Halloran had been in prison for twelve years, and he wouldn’t have understood the expression even if he’d been sober enough to hear it correctly. He simply nodded.

“Okay?” she said. “Let’s go, okay? Pay for your drinks, and let’s get out of here.”

He said, “Sure,” and nodded again, and took a ten-dollar bill from his wallet, and put it on top of the bar. Kim noticed that there was a sheaf of greenbacks in the bill compartment of the wallet. She had already noticed that he was bombed out of his mind, and she figured if she played her cards right this big jerk could be the only trick she’d have to turn this afternoon. Throw him a quickie, walk off with the billfold, thanks a lot, mister. The money in the wallet, minus the ten-dollar bill, actually totaled hundred and sixty dollars, all that Halloran had left of the two hundred he’d managed to borrow from an old friend who used to work at the telephone company with him. That was before the trouble, when Halloran had been one of the best linemen in the city. He got off the stool now, and the girl looped her arm through his. Together, they went out of the air-conditioned bar and into the afternoon blaze of the street outside.

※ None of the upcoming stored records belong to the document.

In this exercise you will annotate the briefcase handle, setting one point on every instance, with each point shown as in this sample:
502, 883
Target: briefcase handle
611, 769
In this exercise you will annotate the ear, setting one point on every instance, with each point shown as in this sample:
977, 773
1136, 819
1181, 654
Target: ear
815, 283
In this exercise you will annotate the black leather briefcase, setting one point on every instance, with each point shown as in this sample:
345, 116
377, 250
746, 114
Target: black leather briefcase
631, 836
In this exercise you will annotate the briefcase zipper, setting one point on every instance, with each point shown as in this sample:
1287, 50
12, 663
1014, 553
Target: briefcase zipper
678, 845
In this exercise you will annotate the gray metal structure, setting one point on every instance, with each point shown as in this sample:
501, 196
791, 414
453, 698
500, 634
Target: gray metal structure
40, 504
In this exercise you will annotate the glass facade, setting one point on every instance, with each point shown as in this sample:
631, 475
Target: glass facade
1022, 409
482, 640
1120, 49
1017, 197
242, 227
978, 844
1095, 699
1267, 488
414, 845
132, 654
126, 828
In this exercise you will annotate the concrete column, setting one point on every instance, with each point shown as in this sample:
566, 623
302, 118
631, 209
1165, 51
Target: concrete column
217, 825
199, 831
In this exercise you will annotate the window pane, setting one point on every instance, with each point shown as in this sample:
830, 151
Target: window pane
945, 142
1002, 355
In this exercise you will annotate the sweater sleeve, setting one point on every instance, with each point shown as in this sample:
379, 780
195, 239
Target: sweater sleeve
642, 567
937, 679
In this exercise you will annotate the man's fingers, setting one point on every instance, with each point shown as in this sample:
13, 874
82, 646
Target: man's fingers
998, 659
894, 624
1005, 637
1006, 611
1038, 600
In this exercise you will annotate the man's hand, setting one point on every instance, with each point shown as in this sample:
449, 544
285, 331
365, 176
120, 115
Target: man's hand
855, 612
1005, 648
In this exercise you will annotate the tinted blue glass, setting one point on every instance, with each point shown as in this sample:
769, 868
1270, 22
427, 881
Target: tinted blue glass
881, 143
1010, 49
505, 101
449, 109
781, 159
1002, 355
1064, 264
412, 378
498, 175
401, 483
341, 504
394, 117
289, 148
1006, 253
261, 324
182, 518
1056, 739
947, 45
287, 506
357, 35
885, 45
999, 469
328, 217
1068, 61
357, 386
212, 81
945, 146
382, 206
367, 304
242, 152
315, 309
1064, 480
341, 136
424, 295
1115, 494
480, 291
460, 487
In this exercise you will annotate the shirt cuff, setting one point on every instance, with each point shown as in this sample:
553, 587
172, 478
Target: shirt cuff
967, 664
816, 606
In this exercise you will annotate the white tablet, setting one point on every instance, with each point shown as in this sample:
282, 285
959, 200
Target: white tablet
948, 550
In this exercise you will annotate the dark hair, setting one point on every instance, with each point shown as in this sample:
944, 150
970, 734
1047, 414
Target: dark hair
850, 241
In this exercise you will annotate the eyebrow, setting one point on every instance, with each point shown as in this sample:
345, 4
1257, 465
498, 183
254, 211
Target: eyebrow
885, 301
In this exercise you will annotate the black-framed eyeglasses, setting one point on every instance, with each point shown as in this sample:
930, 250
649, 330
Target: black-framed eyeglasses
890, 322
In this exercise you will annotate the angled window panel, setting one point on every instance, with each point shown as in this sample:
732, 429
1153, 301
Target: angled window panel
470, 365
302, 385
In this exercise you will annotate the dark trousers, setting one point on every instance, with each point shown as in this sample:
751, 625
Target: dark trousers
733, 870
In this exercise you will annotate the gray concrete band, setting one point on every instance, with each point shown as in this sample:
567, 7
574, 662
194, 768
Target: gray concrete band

By the time they got to the hotel on one of the side streets off Lassiter, he realized that the girl wasn’t his daughter, Moira, nor was she his wife, Josie, either, which she couldn’t have been anyway since Josie had been dead for a long time now, he had killed Josie with a hatchet twelve years ago. He realized, too, that the girl was a hooker, but he thought, What the hell, so what? It had been a long time since he’d been with a woman. In prison, your women were the young boys. You put a shank to a kid’s throat, some dumb fish just inside the walls, you told him what you wanted and he either gave it to you or his pretty little face got messed up. If he went to The Man to complain about it, you got him alone someplace, more places to ambush a man in prison, and this time a dozen guys put it to him, and then he was yours forever, walked by your side, shaved his legs for you if that was what you wanted, let you paint tits on his back, that’s what it was like in prison. Take or be taken. If you can’t do the time, don’t do the crime.

“You live here?” he asked her.

“No, no, just rentin’ a room for now,” Kim said.

“What’s this gonna cost me?” he asked.

“We’ll talk about that upstairs, okay?” she said, and winked at the clerk behind the desk when he handed her the key.